Just as you’re stepping into the mini-bus, there’s always a little panic, a little worry, a question that just sits there for just long enough to color even the brightest day with just a bit of gray: will there be an open seat? Not having an open seat doesn’t mean that the driver won’t stop; it simply means he’ll stop and yell out the window, “Standing places only.” He’ll pack them in until there’s no standing room either, and we’ll have twenty-seven or more people packed into a bus with nineteen seats. As we rode from Jablonka to Krakow on just such a mini-bus, I saw that anxiety on each and every passenger’s face: the quick scanning of the seats, the relief when there was an open spot, the bit of frustration when there wasn’t.

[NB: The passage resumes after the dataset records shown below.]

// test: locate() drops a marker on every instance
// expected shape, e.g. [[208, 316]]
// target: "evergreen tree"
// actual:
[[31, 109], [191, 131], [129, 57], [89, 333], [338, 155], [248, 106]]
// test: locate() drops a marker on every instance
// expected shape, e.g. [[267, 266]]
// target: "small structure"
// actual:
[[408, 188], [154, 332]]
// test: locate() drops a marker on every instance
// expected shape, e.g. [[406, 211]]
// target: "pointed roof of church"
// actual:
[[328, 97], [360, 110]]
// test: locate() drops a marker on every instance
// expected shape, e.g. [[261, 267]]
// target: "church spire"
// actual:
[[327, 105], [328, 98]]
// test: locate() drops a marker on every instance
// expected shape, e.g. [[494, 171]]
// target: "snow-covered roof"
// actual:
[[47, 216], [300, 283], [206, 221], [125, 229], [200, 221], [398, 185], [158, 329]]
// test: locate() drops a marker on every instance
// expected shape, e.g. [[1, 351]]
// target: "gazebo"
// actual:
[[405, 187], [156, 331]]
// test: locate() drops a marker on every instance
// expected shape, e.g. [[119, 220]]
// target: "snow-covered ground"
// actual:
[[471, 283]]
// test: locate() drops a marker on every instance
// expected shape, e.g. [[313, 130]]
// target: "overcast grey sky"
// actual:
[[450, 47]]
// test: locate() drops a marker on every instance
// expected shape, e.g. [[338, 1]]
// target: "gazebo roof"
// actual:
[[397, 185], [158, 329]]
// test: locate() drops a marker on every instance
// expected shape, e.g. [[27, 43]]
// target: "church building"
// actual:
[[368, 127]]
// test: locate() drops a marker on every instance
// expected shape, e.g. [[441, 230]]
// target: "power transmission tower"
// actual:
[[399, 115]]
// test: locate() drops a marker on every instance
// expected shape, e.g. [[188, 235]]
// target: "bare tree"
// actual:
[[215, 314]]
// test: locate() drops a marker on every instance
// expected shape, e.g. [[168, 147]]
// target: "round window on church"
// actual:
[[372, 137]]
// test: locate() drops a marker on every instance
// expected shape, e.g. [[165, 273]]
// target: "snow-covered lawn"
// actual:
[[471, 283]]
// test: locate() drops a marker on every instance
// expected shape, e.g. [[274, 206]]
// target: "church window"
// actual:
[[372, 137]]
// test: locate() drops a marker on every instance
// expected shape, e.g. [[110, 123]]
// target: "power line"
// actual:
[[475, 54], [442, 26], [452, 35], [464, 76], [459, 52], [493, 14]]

Traveling the road to Krakow standing up is a challenge, with all the twists and turns as the bus goes through the low hills in the south of Poland that lead to the Tatra Mountains on the Slovak border. The side-to-side swaying is accompanied by a forward-backward challenge every time the driver pulls over to pick up and pack in a new passenger. With the number of noses simultaneously exhaling and the exertion of keeping your balance, the trip is an exhausting journey.

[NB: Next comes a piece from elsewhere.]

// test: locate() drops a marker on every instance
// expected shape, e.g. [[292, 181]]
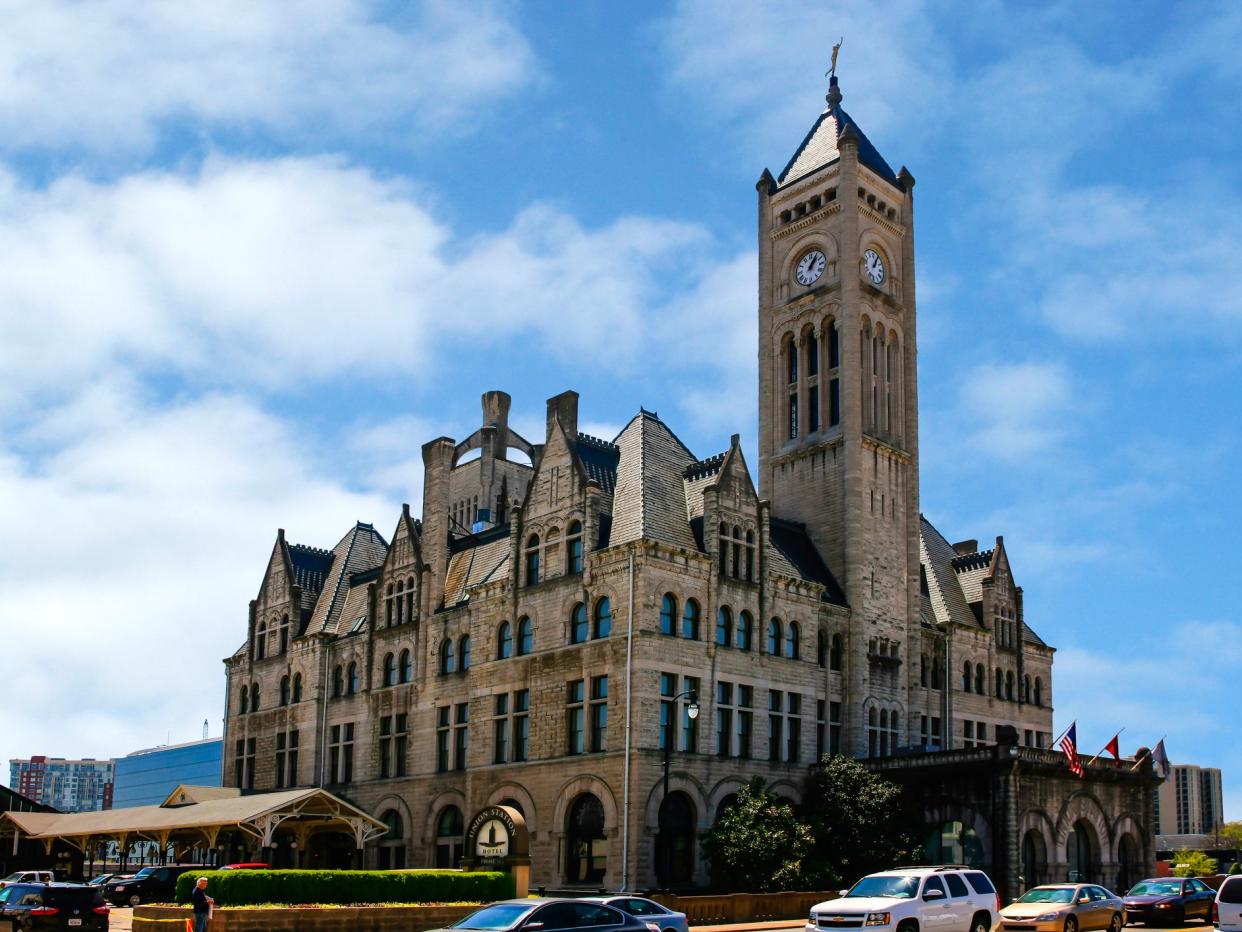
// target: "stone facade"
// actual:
[[537, 634]]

By the time we got to Krakow, the amount of heat and humidity made the whole experience almost unbearable. It was not the best way to start the trip Warsaw, but it was a reminder of the little gray linings of life in Poland, the things that drove me to distraction when I lived here.

In Krakow

First things first: find a bathroom. It was then that an unconscious but lingering question was answered:

Taken quickly on my phone

Bathrooms in public places are still pay-only. The technology has changed: instead of a woman sitting in a little room that straddles the men’s and women’s room with a little basket collecting money, there is now a turnstile complete with a credit card reader beside a machine for making change from large bills. The cost: 2.50 zloty. That’s just about 70 cents. For a family of four…

Of course when E and I went in, I picked him up and carried him through the turnstile as I went through.

That done, we had some lunch and wandered around the Old Town for just a few minutes.

To Warsaw

It was the Boy’s first train ride. The excitement was palpable.

Trains in Poland have certainly changed in the fifteen years since I’ve really traveled by train. We saw a few of the old trains we were used to, but they were all on railway sidings, out of commission. That’s probably good: those trains were not very comfortable. Still, it’s one of the things that differentiated Poland from Western Europe which have disappeared.

In Warsaw

“You won’t recognize Warsaw.” We’ve heard that from a number of people, and I don’t really think K and I understand the extent of the changes in the city that neither of us has visited in at least fifteen years. Still, looking out the window of the apartment we rented through AirBnB, I see that not everything has changed.

That building in the foreground, with the tired windows and dirty plaster, with the bars on the window that are in fact made out of concrete rebar welded together — that building is pure Communist-era Poland.